The Securities and Exchange Commission voted this week to adopt amendments that will modernize, simplify, and enhance certain financial disclosures, including the Management’s Discussion and Analysis requirement. The changes are intended to enhance the focus of financial disclosures on material information for the benefit of investors, while simplifying compliance efforts for registrants.

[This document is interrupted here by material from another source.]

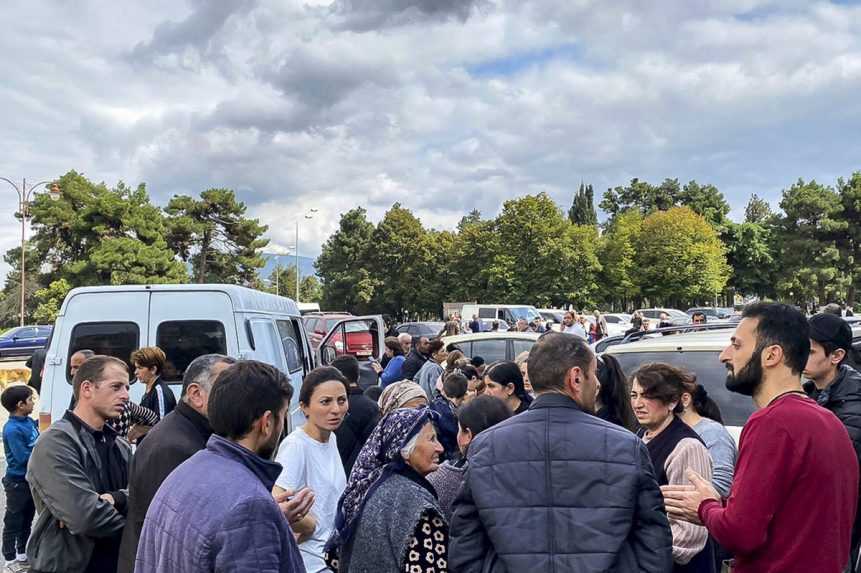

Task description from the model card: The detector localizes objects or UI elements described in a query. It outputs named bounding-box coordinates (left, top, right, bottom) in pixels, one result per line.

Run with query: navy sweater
left=3, top=415, right=39, bottom=480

The SEC said in a statement that the amendments “reflect the Commission’s long-standing commitment to a principles-based, registrant-specific approach to disclosure. This approach, as applied to Management’s Discussion and Analysis, should yield material information relevant to an assessment of the financial condition and results of operations of the registrant, and allow investors to view the registrant from management’s perspective.” The SEC says the changes are also intended to improve disclosure by enhancing its readability, discouraging repetition, and eliminating information that is not material.
“Today’s rules will improve the quality and accessibility of the disclosure that companies provide their investors, including, importantly giving investors greater insight into the information management uses to monitor and manage the business,” said SEC Chairman Jay Clayton. “The improved approach to these disclosures reflects the broad diversity of issuers in our public markets and will allow investors to make better capital allocation decisions, while reducing compliance burdens and costs and maintaining strong investor protection.”
Highlights of the Changes
The changes to Items 301, 302, and 303 of Regulation S-K sharpen the focus on material information by eliminating Item 301 (Selected Financial Data); and modernizing, simplifying and streamlining Item 302(a) (Supplementary Financial Information) and Item 303 (MD&A).
Specifically, these amendments:
- Revise Item 302(a) to replace the current requirement for quarterly tabular disclosure with a principles-based requirement for material retrospective changes;
- Add a new Item 303(a), Objective, to state the principal objectives of MD&A;
- Amend current Item 303(a)(1) and (2) (amended Item 303(b)(1)) to modernize, enhance and clarify disclosure requirements for liquidity and capital resources;
- Amend current Item 303(a)(3) (amended Item 303(b)(2)) to clarify, modernize and streamline disclosure requirements for results of operations;
- Add a new Item 303(b)(3), Critical accounting estimates, to clarify and codify Commission guidance on critical accounting estimates;
- Replace current Item 303(a)(4), Off-balance sheet arrangements, with an instruction to discuss such obligations in the broader context of MD&A;
- Eliminate current Item 303(a)(5), Tabular disclosure of contractual obligations, in light of the amended disclosure requirements for liquidity and capital resources and certain overlap with information required in the financial statements; and
- Amend current Item 303(b), Interim periods (amended Item 303(c)) to modernize, clarify and streamline the item and allow for flexibility in the comparison of interim periods to help registrants provide a more tailored and meaningful analysis relevant to their business cycles.
In addition, the Commission adopted certain parallel amendments to the financial disclosure requirements applicable to foreign private issuers, including to Forms 20-F and 40-F, as well as other conforming amendments to the Commission’s rules and forms, as appropriate.
“I want to thank the staff in the Division of Corporation Finance and our other divisions and offices for their work on today’s rules and, more generally, for their work to modernize and improve our disclosure system as our markets and economy have evolved,” continued Chairman Clayton. “The dedication of our staff to ensure that our disclosure-based regulatory system remains effective, efficient and mission-oriented is critical to the growth and continued leadership of our public capital markets.”